The most common treatments for osteomyelitis are surgery to remove portions of bone that are infected or dead, followed by antibiotics. Hospitalization is usually necessary.
Depending on the severity of the infection, osteomyelitis surgery may include one or more of the following procedures:
- Drain the infected area. Opening up the area around your infected bone allows your surgeon to drain any pus or fluid that has accumulated in response to the infection.
- Remove diseased bone and tissue. In a procedure called debridement, the surgeon removes as much of the diseased bone as possible, and takes a small margin of healthy bone to ensure that all the infected areas have been removed. Surrounding tissue that shows signs of infection also may be removed.
Restore blood flow to the bone. Your surgeon may fill any empty space left by the debridement procedure with a piece of bone or other tissue, such as skin or muscle, from another part of your body.
Sometimes temporary fillers are placed in the pocket until you're healthy enough to undergo a bone graft or tissue graft. The graft helps your body repair damaged blood vessels and form new bone.

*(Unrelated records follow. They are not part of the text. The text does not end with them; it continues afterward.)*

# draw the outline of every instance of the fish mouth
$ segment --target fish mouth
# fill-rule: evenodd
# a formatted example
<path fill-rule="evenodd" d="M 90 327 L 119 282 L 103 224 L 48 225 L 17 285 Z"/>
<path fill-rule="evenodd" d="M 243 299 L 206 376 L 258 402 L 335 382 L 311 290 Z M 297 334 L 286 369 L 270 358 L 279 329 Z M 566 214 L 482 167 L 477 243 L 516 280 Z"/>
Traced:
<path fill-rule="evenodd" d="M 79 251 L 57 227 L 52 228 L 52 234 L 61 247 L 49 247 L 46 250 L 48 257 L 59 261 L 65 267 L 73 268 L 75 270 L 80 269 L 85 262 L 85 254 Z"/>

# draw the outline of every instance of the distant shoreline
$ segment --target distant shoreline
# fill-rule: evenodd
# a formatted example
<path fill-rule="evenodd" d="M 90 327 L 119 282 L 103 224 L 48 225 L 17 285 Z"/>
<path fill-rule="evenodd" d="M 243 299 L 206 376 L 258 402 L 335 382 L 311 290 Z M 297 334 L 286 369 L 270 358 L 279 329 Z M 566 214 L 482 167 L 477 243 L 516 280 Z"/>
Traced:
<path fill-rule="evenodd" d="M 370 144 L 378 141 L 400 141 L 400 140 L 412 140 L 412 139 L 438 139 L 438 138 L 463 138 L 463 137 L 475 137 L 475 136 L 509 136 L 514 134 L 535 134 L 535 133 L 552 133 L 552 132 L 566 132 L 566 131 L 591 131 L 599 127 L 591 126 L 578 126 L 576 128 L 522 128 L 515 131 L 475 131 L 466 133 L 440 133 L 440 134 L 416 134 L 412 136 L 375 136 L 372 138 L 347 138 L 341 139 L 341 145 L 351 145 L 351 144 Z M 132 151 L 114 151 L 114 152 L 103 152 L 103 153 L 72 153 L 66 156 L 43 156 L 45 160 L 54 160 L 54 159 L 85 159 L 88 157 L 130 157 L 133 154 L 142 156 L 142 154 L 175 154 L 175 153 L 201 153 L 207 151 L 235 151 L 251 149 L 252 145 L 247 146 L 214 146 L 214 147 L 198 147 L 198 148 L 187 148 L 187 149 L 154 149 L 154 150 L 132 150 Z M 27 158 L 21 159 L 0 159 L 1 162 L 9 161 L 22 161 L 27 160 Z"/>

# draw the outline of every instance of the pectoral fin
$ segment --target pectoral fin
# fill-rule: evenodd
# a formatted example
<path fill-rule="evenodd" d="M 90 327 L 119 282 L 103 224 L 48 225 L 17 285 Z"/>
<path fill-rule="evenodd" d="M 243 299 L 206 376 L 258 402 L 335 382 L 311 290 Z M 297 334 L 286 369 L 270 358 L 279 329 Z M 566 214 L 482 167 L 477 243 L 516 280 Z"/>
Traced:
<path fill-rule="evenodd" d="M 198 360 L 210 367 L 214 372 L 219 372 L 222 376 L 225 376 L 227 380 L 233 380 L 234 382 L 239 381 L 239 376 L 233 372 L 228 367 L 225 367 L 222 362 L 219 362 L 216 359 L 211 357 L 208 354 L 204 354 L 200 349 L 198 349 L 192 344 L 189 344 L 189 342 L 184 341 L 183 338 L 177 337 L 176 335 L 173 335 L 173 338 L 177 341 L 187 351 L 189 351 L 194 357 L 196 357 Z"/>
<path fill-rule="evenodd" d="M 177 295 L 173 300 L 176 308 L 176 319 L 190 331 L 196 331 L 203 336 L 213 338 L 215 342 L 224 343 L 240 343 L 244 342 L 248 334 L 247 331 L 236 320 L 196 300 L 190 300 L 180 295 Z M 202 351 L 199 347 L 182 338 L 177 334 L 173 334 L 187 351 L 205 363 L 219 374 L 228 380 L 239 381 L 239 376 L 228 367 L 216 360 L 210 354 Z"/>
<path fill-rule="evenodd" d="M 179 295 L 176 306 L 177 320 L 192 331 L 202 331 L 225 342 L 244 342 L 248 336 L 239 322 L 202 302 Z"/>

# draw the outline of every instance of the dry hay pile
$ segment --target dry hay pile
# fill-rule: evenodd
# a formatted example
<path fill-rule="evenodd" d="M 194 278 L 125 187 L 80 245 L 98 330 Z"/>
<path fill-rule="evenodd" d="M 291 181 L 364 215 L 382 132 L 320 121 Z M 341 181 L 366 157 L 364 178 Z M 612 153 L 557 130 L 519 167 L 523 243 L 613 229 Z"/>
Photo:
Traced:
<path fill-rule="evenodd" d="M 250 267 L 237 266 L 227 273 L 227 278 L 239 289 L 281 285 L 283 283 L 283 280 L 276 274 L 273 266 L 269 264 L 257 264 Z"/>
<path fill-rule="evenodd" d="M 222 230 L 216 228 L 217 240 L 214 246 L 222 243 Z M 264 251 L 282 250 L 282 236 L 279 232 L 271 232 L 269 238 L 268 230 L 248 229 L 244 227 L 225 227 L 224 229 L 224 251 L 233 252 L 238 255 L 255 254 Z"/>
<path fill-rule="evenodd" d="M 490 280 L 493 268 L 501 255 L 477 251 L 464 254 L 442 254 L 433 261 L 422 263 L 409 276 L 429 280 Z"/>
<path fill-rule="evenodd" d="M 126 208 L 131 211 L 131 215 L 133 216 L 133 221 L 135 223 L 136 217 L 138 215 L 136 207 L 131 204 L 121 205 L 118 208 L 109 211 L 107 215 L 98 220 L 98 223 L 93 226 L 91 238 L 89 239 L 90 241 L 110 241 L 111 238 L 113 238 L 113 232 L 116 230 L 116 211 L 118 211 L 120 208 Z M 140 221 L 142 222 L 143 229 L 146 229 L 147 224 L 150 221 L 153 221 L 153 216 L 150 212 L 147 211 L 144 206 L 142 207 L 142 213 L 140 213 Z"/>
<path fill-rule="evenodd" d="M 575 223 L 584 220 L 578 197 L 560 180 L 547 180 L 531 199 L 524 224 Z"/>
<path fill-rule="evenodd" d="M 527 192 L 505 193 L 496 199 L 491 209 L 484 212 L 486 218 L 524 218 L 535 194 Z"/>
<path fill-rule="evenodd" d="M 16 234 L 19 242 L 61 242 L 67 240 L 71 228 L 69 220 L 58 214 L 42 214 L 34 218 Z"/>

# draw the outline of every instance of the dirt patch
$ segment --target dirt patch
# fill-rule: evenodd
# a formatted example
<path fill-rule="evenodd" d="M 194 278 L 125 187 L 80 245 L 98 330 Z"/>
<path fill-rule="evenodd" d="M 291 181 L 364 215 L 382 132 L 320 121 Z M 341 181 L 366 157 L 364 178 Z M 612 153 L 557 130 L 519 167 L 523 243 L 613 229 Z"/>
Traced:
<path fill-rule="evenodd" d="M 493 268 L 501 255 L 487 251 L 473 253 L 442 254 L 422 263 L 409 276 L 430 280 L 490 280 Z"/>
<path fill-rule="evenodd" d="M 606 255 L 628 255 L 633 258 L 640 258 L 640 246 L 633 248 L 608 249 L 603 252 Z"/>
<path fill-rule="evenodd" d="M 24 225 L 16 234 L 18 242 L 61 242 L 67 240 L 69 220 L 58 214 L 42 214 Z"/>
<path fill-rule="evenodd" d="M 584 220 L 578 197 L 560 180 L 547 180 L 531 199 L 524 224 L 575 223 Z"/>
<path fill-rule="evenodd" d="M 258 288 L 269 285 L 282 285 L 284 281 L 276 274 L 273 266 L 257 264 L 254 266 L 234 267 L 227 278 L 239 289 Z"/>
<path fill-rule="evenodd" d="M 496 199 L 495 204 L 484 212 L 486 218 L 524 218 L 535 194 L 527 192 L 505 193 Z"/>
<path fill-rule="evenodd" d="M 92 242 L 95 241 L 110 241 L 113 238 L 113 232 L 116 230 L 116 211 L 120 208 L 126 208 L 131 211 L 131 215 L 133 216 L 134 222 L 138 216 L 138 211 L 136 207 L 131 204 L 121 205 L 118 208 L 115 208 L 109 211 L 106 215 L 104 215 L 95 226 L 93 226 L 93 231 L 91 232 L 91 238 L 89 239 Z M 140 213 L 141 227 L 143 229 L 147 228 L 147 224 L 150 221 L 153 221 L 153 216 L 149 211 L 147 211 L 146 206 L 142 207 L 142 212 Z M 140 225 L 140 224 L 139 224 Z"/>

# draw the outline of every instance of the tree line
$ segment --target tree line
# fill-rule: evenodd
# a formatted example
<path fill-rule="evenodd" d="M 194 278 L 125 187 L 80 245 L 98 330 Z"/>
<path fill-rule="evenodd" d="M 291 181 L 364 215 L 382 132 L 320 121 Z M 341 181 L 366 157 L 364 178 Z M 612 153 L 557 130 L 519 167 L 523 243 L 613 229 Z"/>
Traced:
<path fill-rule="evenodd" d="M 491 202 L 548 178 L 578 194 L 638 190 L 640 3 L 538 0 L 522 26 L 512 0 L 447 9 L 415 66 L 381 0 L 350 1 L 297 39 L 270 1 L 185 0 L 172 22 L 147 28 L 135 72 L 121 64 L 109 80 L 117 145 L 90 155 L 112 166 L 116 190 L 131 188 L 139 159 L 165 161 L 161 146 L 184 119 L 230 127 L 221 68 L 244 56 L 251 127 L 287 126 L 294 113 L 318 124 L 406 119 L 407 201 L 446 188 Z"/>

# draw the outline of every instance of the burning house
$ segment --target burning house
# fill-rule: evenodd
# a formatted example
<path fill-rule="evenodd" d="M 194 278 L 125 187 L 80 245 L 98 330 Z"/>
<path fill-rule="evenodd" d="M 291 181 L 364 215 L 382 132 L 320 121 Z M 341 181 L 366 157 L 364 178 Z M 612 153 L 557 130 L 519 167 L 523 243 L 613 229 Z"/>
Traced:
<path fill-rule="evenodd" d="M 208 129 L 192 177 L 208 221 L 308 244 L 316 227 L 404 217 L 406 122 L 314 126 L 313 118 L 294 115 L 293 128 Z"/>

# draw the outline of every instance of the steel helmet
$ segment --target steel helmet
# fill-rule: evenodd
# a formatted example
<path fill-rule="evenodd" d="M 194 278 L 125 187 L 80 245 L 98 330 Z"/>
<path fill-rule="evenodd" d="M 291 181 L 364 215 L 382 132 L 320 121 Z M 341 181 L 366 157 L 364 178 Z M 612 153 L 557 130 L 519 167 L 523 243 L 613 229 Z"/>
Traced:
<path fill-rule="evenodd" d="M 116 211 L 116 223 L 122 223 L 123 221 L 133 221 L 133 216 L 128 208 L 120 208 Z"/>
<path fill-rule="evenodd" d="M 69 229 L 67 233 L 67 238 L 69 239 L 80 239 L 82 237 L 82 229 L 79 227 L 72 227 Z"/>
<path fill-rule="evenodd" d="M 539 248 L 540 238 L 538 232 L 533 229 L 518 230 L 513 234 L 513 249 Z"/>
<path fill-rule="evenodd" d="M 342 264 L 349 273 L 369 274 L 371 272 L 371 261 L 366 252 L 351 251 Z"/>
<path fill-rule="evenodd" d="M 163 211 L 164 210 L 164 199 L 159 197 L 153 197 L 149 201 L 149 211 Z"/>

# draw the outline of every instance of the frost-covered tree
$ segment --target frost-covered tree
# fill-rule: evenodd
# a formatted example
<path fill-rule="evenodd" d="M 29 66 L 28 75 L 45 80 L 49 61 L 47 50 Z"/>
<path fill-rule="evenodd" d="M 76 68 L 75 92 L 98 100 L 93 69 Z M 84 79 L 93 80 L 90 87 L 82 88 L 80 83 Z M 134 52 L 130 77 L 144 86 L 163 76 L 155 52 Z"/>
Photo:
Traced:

- Remove any foreign objects. In some cases, foreign objects, such as surgical plates or screws placed during a previous surgery, may have to be removed.
- Amputate the limb. As a last resort, surgeons may amputate the affected limb to stop the infection from spreading further.
A bone biopsy will reveal what type of germ is causing your infection, so your doctor can choose an antibiotic that works particularly well for that type of infection. The antibiotics are usually administered through a vein in your arm for at least four to six weeks.
An additional course of oral antibiotics may be needed for more-serious infections.